Presidents Circle Laurel Pin (2018)
Honorary Degree (2015)
Doctor of Laws
Maurer School of Law Commencement
Location: Bloomington
Maurer School of Law Academy of Law Alumni Fellows (2014)
Maurer School of Law Distinguished Service Award (2007)
Indiana University Bloomington
LL.B., 1964


Lowell E. Baier received his B.A. in economics and political science from Valparaiso University in 1961. And, after graduating Indiana University with a law degree in 1964, his career has taken him from practicing attorney to entrepreneur, tireless advocate for natural resources and wildlife conservation, and now author.

While practicing law in Washington, D.C., he was approached by his congressman, Charles A. Halleck, R-Ind., LLB'24, to serve as page in the U.S. House of Representatives in 1956. In 1967, he formed Baier Properties Inc., a Bethesda, Md.-based developer of warehouses, residential properties, and award-winning office buildings and shopping centers.

In the early 1970s, Baier was one of 14 founders of the Wild Sheep Foundation, which has funded over $1 million annually to re-establish the habitat of the four species of wild sheep in North America, establishing similar programs in Russia and Mongolia. Since 1975, Baier has been active in the Boone and Crockett Club, America's oldest wildlife conservation organization. He took the lead in drafting President George H.W. Bush's wildlife conservation agenda in 1979 and led in the formation of Ph.D. programs in natural resources and wildlife conservation management at five universities. From 2004 to 2007, he led a national campaign to raise $6.5 million to purchase for the federal government the last and largest remaining piece of private land (24,550 acres) that was initially Theodore Roosevelt's Elkhorn Ranch.

Baier recently completed a book, "America's Crippling Battle for Its Lands, Endangered Species, and Their Critical Habitat: Inside the Equal Access to Justice Act." His next book, "Voices From the Wilderness: A Biography," which celebrates the 50th anniversary of the Wilderness Act, is expected soon.

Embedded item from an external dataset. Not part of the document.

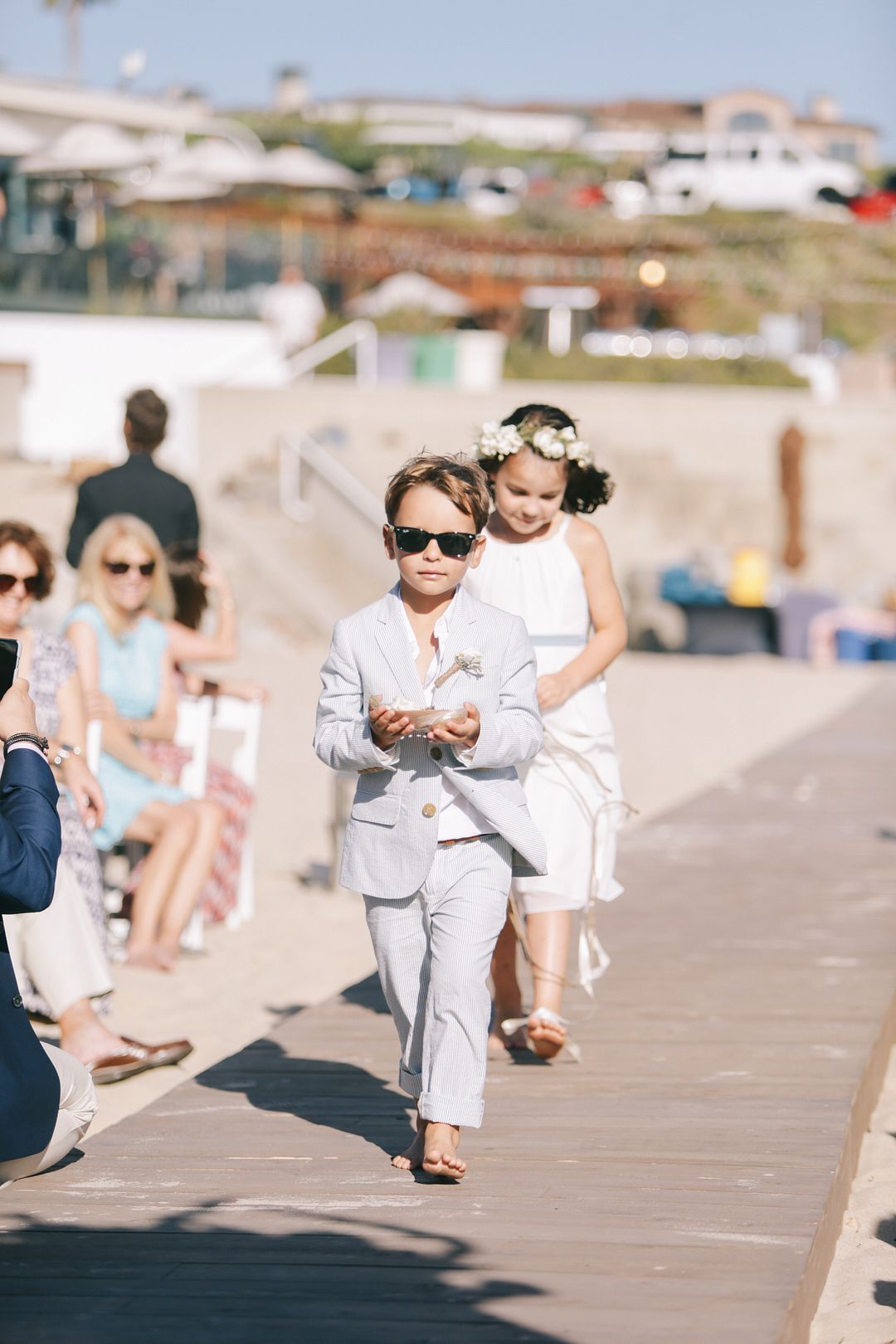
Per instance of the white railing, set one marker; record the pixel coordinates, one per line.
(360, 335)
(299, 460)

He was named Citizen of the Year of Rockville, Md., in 1988, Conservationist of the Year by the National Fish and Wildlife Foundation in 2008, and in 2010 Outdoor Life magazine selected him as the Conservationist of the Year. He is the 2007 recipient of the IU's Maurer School of Law's Distinguished Service Award, is a Fellow of the Maurer School of Law Academy of Law, and received the IU President's Circle Laurel Pin in 2018.
In 2015, IU awarded him an Honorary Doctor of Laws at the Maurer School of Law spring commencement ceremony.